One of my favorite exercises on the resist-a-ball is the back bend over the ball. The longer I sit, the more my lower back stiffens up. The tightening is usually my SI joint (or tailbone) locking up (or at least the soft tissue, muscles, ligaments tightening up). Some of you might wait it out to go see your Chiropractor, but I find rolling on a ball is a quicker and more passive way to resolve my pain.
There are many stretches I can do that also help with this issue, but the rolling seems to provide immediate relief in the SI area.

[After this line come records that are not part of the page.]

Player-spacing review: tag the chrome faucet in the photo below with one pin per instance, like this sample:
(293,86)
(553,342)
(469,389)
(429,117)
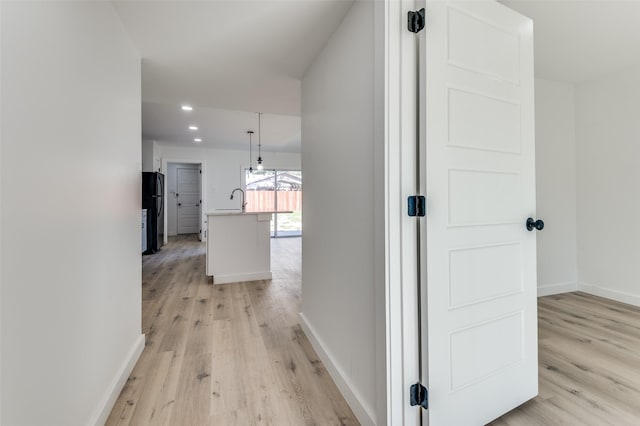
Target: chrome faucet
(244,205)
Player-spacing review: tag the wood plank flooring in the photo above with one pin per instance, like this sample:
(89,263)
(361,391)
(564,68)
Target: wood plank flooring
(589,357)
(229,354)
(235,355)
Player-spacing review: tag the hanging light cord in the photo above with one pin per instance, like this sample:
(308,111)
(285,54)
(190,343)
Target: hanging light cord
(250,149)
(259,142)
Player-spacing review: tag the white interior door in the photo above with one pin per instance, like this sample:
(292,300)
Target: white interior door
(188,197)
(480,325)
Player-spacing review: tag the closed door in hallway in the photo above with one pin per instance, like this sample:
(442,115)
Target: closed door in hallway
(189,200)
(480,347)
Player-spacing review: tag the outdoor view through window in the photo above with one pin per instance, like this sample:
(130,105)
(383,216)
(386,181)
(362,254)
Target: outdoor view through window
(277,191)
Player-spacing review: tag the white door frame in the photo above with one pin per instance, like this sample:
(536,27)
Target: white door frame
(203,190)
(400,230)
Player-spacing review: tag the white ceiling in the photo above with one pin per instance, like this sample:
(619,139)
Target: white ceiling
(232,58)
(577,41)
(220,128)
(228,59)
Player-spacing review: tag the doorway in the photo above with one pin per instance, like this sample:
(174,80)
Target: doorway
(185,197)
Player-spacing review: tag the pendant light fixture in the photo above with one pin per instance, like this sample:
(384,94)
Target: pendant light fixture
(259,143)
(250,132)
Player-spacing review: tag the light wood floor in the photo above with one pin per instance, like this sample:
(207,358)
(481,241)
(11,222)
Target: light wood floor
(229,354)
(589,364)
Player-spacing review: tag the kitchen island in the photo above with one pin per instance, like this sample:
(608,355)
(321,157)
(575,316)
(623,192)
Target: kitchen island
(238,246)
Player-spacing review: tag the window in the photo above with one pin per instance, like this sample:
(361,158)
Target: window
(277,191)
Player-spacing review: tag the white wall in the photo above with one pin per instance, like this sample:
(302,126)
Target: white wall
(340,149)
(224,169)
(556,187)
(172,189)
(147,156)
(71,268)
(608,204)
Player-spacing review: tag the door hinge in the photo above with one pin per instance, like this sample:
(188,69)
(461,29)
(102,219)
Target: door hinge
(417,206)
(416,20)
(419,395)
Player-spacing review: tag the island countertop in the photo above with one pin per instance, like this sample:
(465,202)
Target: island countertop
(238,212)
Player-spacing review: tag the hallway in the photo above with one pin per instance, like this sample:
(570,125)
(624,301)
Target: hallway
(231,354)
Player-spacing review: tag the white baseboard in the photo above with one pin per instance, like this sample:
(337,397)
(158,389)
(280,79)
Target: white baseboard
(617,295)
(238,278)
(365,414)
(111,395)
(550,289)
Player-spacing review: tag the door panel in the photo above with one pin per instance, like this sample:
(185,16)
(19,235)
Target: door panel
(480,322)
(188,189)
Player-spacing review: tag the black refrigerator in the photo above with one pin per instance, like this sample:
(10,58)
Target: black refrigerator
(153,201)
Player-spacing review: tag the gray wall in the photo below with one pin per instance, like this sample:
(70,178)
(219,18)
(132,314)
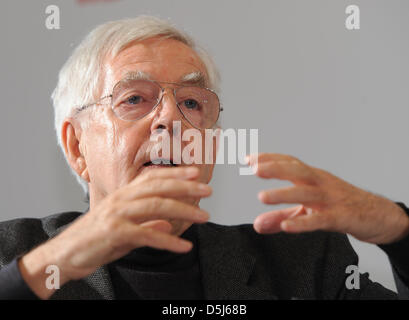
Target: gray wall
(336,99)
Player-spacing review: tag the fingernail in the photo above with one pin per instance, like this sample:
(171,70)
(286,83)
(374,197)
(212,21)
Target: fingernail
(203,215)
(204,188)
(288,224)
(191,171)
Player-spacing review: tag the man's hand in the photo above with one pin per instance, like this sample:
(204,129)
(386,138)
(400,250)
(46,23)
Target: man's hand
(327,203)
(132,217)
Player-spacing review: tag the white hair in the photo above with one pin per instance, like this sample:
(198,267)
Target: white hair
(79,80)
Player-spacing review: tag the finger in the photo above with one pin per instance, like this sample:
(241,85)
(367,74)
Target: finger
(306,223)
(139,237)
(170,188)
(182,173)
(158,225)
(303,194)
(163,208)
(294,171)
(269,222)
(253,159)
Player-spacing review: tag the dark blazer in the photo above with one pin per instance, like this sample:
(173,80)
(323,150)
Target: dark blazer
(235,263)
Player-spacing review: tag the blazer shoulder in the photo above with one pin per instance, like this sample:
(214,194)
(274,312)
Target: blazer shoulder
(19,236)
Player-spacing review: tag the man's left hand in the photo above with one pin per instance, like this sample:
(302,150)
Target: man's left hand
(326,203)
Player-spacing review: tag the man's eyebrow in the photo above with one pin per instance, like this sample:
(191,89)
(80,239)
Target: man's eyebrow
(196,78)
(137,75)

When you begin to slowly roll over the ball, you want to make sure that you breathe naturally. If you are having difficulty, try breathing only through your nose. When you roll yourself over the top of the ball, make sure your feet are securely grounded on the floor. You can begin by using your arms to reach over the ball, or keep them on your chest until you feel comfortable. As you bend over the ball think of a few things:
1. The ball will support you, just move slowly, so melt into the ball and relax.
2. If you are reaching your arms over the ball as well, imagine someone puling your arms and legs away from each other so you are lengthening your body.
3. Your butt and hips are your anchor side, so allow them to weight you down. This will prevent you from going over the top of the ball. It also helps your lower back feel a sense of release when you achieve that lengthening feeling.
I suggest back bends before doing deep stretching of your back. When you are coming out of a long period of sitting, it is important to move passively in all stretches.